Remember the 80/20 rule?

The 80/20 rule, among other things, operated on the assumption that 80% of the work is done by 20% of the workers.

Consider what some call the 70/20/10 rule: 70% of the momentum of changing an organization—its processes, ways of working, key performance indicators, and incentives—involves people. 20% entails getting the data right. The remaining 10% is about the technology use and platforms.

In other words, 70% of any organization is its people.

If the expensive – and often surly – human beings could be replaced by AI, robots, droids or drones by whatever name, who never complain about pay, hours or conditions, who wouldn’t want to?

Whither customer service?

Customer service, where products, marketing and sales converge, is where success – and failure – all happen.

The brands that have had the most durable success pursue five pivotal practices that define the craft of building intelligent experience, as in non-human, interfaces.

Imagine what machines by any name could do that mere humans struggle with.

At record speed, they could connect data signals and insights from a constantly expanding range of sources.

They could re-imagine the end-to-end experience as a seamless flow, powered by automated decisions.

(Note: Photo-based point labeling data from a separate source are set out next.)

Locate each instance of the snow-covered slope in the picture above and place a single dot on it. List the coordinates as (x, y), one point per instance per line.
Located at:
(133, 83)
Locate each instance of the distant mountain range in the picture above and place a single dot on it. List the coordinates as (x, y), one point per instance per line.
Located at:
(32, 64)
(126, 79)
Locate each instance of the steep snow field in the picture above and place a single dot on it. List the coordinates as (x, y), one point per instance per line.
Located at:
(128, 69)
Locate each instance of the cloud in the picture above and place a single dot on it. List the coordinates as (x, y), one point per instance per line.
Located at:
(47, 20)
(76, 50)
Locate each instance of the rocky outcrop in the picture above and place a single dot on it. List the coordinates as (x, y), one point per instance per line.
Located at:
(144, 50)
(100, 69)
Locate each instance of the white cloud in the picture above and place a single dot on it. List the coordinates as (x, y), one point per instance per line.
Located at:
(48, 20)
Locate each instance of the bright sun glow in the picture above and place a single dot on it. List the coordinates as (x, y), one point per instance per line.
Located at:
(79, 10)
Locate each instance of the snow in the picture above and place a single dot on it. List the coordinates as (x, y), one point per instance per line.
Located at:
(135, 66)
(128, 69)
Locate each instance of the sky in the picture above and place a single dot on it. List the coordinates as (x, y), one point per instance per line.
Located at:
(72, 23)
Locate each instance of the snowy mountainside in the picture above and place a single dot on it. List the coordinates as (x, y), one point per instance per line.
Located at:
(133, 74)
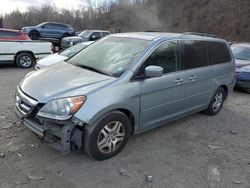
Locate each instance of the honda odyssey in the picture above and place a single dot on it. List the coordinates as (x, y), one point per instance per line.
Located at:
(125, 84)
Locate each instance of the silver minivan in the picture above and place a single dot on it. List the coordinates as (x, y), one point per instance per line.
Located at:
(125, 84)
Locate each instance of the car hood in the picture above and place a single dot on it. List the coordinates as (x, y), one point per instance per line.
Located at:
(50, 60)
(29, 27)
(241, 63)
(75, 38)
(62, 80)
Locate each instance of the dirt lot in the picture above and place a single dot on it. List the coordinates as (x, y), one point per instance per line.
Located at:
(197, 151)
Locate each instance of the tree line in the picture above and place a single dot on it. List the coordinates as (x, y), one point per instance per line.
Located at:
(229, 19)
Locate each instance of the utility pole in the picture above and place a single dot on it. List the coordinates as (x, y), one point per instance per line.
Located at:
(1, 22)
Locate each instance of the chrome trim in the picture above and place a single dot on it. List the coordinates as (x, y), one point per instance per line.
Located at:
(25, 98)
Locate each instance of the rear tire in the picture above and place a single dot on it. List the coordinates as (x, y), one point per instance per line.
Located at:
(25, 60)
(216, 102)
(107, 136)
(34, 35)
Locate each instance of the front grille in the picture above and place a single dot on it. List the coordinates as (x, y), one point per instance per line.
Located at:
(24, 103)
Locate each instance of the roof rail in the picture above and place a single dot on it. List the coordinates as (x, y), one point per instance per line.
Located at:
(200, 34)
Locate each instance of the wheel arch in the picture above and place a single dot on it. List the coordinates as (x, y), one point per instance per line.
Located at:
(132, 116)
(24, 51)
(225, 89)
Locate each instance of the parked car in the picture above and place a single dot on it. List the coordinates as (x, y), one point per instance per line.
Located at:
(10, 34)
(241, 53)
(61, 56)
(49, 30)
(23, 53)
(87, 35)
(125, 84)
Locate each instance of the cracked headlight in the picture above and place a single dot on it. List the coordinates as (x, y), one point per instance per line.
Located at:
(62, 109)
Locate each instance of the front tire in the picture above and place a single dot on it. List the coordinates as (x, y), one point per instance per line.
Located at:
(216, 102)
(25, 60)
(107, 136)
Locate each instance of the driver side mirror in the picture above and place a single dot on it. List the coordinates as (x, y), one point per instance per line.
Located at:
(153, 71)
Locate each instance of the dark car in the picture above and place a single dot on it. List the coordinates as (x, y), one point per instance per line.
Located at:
(10, 34)
(241, 53)
(87, 35)
(49, 30)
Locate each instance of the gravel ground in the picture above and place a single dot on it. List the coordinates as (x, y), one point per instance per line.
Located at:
(196, 151)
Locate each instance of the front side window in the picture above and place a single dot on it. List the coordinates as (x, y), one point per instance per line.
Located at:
(167, 56)
(110, 55)
(195, 54)
(8, 34)
(48, 26)
(241, 52)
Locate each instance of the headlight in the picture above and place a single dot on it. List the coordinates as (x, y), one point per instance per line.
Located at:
(244, 69)
(62, 109)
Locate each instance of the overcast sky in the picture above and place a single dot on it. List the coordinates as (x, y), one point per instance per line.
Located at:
(10, 5)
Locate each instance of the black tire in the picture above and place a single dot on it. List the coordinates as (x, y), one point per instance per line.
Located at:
(34, 35)
(25, 60)
(93, 134)
(212, 108)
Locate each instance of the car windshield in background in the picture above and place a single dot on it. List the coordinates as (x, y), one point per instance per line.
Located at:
(111, 55)
(240, 52)
(85, 34)
(73, 50)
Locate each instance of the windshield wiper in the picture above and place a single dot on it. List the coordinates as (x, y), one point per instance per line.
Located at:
(92, 69)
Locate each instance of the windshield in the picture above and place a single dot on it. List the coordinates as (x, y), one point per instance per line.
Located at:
(111, 55)
(85, 34)
(241, 52)
(73, 50)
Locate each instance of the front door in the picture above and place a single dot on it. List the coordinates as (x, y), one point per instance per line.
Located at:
(162, 97)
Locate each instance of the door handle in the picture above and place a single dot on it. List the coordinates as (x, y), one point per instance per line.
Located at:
(179, 81)
(192, 78)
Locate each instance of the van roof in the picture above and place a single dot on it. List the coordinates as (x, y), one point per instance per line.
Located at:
(161, 35)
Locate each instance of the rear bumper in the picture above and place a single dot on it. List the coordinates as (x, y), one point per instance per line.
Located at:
(58, 136)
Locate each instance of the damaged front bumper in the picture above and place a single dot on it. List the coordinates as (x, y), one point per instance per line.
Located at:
(60, 135)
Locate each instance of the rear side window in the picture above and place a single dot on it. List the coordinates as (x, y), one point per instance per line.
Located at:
(167, 56)
(195, 54)
(219, 52)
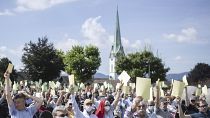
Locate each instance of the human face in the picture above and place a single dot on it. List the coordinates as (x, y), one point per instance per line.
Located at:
(141, 106)
(164, 105)
(19, 104)
(203, 107)
(69, 108)
(60, 114)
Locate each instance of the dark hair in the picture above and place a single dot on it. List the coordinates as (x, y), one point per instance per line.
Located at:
(21, 95)
(45, 114)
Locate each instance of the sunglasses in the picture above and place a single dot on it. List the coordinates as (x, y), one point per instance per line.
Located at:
(203, 106)
(62, 115)
(142, 106)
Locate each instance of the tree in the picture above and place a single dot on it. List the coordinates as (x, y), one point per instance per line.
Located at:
(199, 74)
(41, 60)
(142, 64)
(3, 66)
(82, 62)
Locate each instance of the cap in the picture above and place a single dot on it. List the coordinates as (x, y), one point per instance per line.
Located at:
(88, 101)
(193, 98)
(55, 96)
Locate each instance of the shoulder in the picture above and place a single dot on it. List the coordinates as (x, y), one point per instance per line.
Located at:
(195, 115)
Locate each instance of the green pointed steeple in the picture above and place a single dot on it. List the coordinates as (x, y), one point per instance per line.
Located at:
(117, 48)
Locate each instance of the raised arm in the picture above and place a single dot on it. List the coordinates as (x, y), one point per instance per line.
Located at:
(157, 103)
(38, 101)
(181, 114)
(186, 97)
(59, 101)
(8, 89)
(117, 97)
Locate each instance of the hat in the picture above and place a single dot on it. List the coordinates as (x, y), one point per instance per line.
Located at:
(163, 100)
(55, 96)
(88, 101)
(193, 98)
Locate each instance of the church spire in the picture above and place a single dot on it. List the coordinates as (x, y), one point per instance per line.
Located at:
(117, 48)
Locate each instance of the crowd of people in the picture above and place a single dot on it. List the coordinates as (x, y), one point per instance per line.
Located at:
(96, 103)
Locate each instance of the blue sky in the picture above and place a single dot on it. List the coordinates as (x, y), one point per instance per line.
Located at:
(178, 29)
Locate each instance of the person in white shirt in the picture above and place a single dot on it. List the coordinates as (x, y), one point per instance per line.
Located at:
(88, 107)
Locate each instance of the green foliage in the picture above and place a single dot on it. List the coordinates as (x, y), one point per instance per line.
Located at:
(82, 62)
(142, 64)
(3, 66)
(41, 60)
(199, 74)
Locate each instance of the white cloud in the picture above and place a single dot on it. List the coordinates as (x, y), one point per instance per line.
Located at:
(94, 32)
(13, 54)
(186, 35)
(178, 58)
(6, 12)
(66, 44)
(32, 5)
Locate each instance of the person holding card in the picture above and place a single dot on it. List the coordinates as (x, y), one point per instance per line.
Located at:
(107, 106)
(88, 107)
(17, 108)
(204, 112)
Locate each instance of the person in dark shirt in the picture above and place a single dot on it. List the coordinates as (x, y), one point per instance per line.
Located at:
(192, 108)
(203, 111)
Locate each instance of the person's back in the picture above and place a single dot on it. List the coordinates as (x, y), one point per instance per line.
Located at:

They could activate the experience across channels, connecting touch points to engage customers wherever they may be.

They could fulfill any of this according to the customer’s context, always recognizing who and where someone is.

And they test relentlessly, injecting new innovations, rigorously measuring their impact, and understanding how things affect people differently.

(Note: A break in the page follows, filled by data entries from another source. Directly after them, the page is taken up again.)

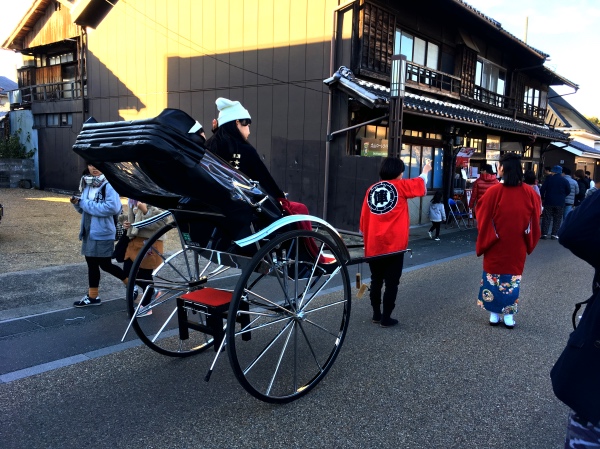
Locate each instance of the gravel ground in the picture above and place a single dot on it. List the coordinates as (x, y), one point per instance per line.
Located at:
(39, 229)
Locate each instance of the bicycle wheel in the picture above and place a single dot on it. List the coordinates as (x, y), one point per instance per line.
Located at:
(163, 321)
(288, 317)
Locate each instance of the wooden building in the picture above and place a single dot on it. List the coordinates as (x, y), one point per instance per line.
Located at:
(469, 84)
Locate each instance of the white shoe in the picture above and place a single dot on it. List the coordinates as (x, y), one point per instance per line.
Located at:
(494, 319)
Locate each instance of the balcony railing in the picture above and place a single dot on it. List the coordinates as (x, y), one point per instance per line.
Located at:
(66, 90)
(523, 110)
(489, 97)
(432, 79)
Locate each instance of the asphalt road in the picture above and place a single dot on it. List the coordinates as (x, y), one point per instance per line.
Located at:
(443, 378)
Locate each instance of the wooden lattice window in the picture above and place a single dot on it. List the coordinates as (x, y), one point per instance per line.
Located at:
(469, 64)
(378, 39)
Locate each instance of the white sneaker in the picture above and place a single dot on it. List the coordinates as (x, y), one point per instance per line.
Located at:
(494, 319)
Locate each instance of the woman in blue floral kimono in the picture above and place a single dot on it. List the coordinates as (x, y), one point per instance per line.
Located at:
(509, 229)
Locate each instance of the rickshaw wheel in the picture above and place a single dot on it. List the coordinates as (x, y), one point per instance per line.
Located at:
(288, 317)
(159, 321)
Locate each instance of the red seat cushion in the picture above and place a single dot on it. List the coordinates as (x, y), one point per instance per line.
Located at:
(209, 296)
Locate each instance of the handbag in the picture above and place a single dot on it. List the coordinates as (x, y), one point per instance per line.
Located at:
(576, 374)
(121, 248)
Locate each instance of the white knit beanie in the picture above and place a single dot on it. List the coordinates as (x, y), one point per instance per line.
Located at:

And they never complain, or get sick or sleep.

These robots, droids or drones are every manager’s dream.

They are perfect. And thorough. And, potentially at least, always available.

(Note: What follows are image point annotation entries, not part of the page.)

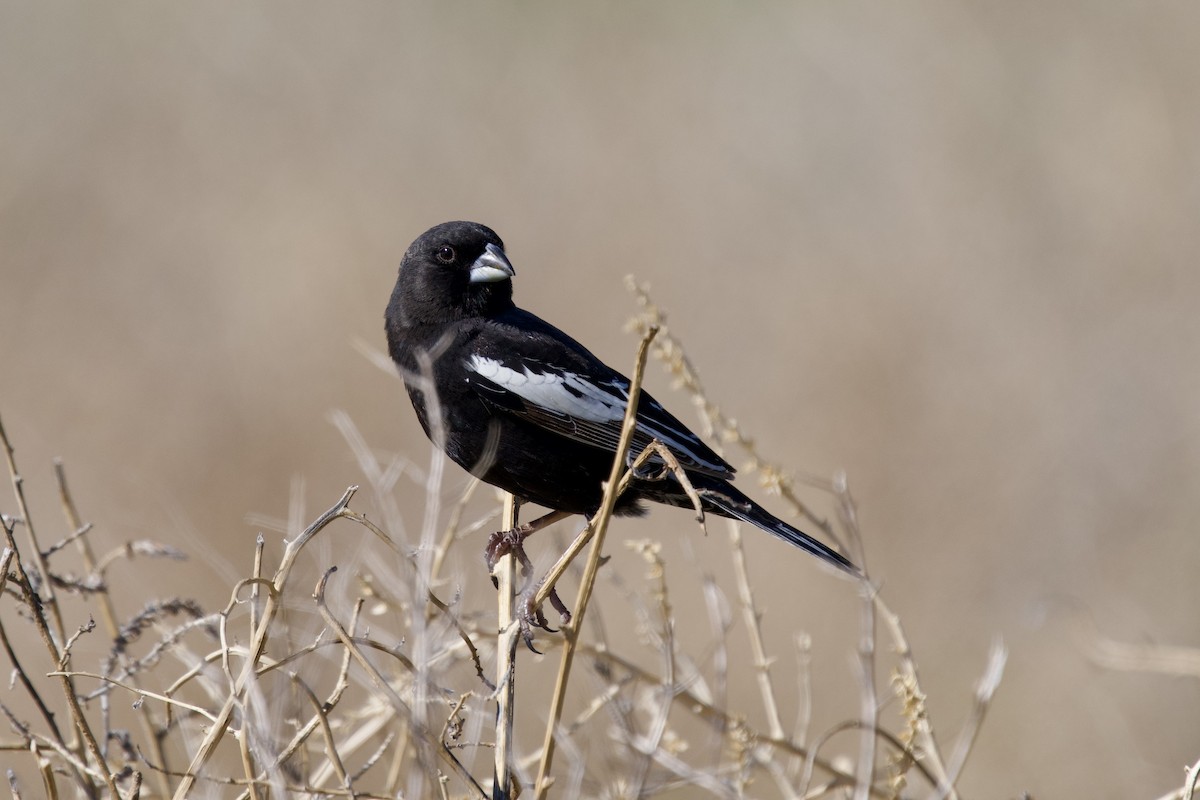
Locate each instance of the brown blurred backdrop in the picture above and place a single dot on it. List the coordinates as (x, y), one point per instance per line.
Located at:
(947, 247)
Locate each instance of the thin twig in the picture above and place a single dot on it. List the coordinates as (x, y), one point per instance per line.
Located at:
(509, 631)
(570, 631)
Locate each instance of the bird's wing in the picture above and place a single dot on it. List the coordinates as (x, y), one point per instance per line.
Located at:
(587, 408)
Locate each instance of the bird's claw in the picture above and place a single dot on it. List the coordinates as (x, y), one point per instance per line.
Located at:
(529, 615)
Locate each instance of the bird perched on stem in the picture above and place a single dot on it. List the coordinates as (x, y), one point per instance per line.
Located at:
(523, 407)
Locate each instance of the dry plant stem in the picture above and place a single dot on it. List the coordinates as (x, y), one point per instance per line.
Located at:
(258, 644)
(108, 614)
(571, 631)
(382, 684)
(654, 449)
(36, 606)
(509, 631)
(107, 611)
(762, 662)
(984, 691)
(1191, 781)
(753, 620)
(48, 601)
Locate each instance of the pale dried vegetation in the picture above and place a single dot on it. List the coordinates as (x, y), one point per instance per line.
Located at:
(288, 692)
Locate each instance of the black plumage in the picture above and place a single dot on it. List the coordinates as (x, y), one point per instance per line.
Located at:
(527, 408)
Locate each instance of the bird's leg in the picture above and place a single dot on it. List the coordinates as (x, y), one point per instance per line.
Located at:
(504, 542)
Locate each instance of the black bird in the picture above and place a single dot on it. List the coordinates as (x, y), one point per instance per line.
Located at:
(523, 407)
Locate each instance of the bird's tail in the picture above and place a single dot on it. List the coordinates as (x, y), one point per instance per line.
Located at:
(719, 497)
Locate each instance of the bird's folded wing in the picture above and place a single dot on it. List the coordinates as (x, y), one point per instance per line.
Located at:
(586, 409)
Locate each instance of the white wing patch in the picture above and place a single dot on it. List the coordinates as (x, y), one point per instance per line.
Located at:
(557, 391)
(592, 411)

This robot makes perfect fondue

A Swiss team has been working away on Bouebot, a robotic creation putting a futuristic twist on an Alpine tradition – fondue.

For a little over $300,000, you too could be the proud owner of droid-servant who, pivoting on six different axes, carefully calibrates temperature, wine, bread and cheese to produce a reliable – and precise – fondue.

Following its programming, it cuts the crust, puts the fondue pot under the scraper before grating the cheese, stirs vigorously as the mixture gradually melts and mixes and delivers the final product to the human.

This fondue chef flounders a bit when it comes to various shapes and textures of cheeses. Details here: https://www.euronews.com/culture/2022/02/24/a-robot-that-makes-fondue-it-has-to-be-switzerland.

The singularity

As creepy or as wonderful as it might be, the merging of human and machine is well on its way.

Consider this “progress” on the brain/machine interface: bigthink.com/neuropsych/brain-machine-interface/.

The term for the first generation of household devices were called ‘labor-saving” or perhaps “time” saving.

From blenders to food preparation devices of all sorts, they all promised safety and efficiency and relief from tedious toil.

The promised droids or drones follow up on that same promise.

But as, almost every student asks, if a machine can do it better, faster and with more accuracy, why should any of us learn anything?

It would be easy to make that argument that not only is technology making us lazy and amoral, it is making us stupid.

What are people for?

No algorithm will help us discern between right and wrong, but what have we become when we depend on them to find us the best “match” or the next thing to buy online, or even, thanks to our dependence on GPS, which way to go.

If we can’t cook or drive or even find a companion without a machine, how necessary are we?

Who needs humans?

Machines, for better or worse, focus on the task at hand – which fewer and fewer of us seem capable of.

Japan has been actively developing and deploying robots in nursing homes to deal with labor shortages since 2015.

Robots have been in use in manufacturing for decades around the world.

To put it mildly, the impact of robots differs by labor market conditions and industry.

And yes, thanks to the magic of the marketplace, you too could be the owner of a robot “pet”, receptionist or even, ahem, a “companion” here – www.althumans.com/business-robots.html.

Maybe it’s just me, but my fellow surly, barely competent fellow humans are looking better to me every day.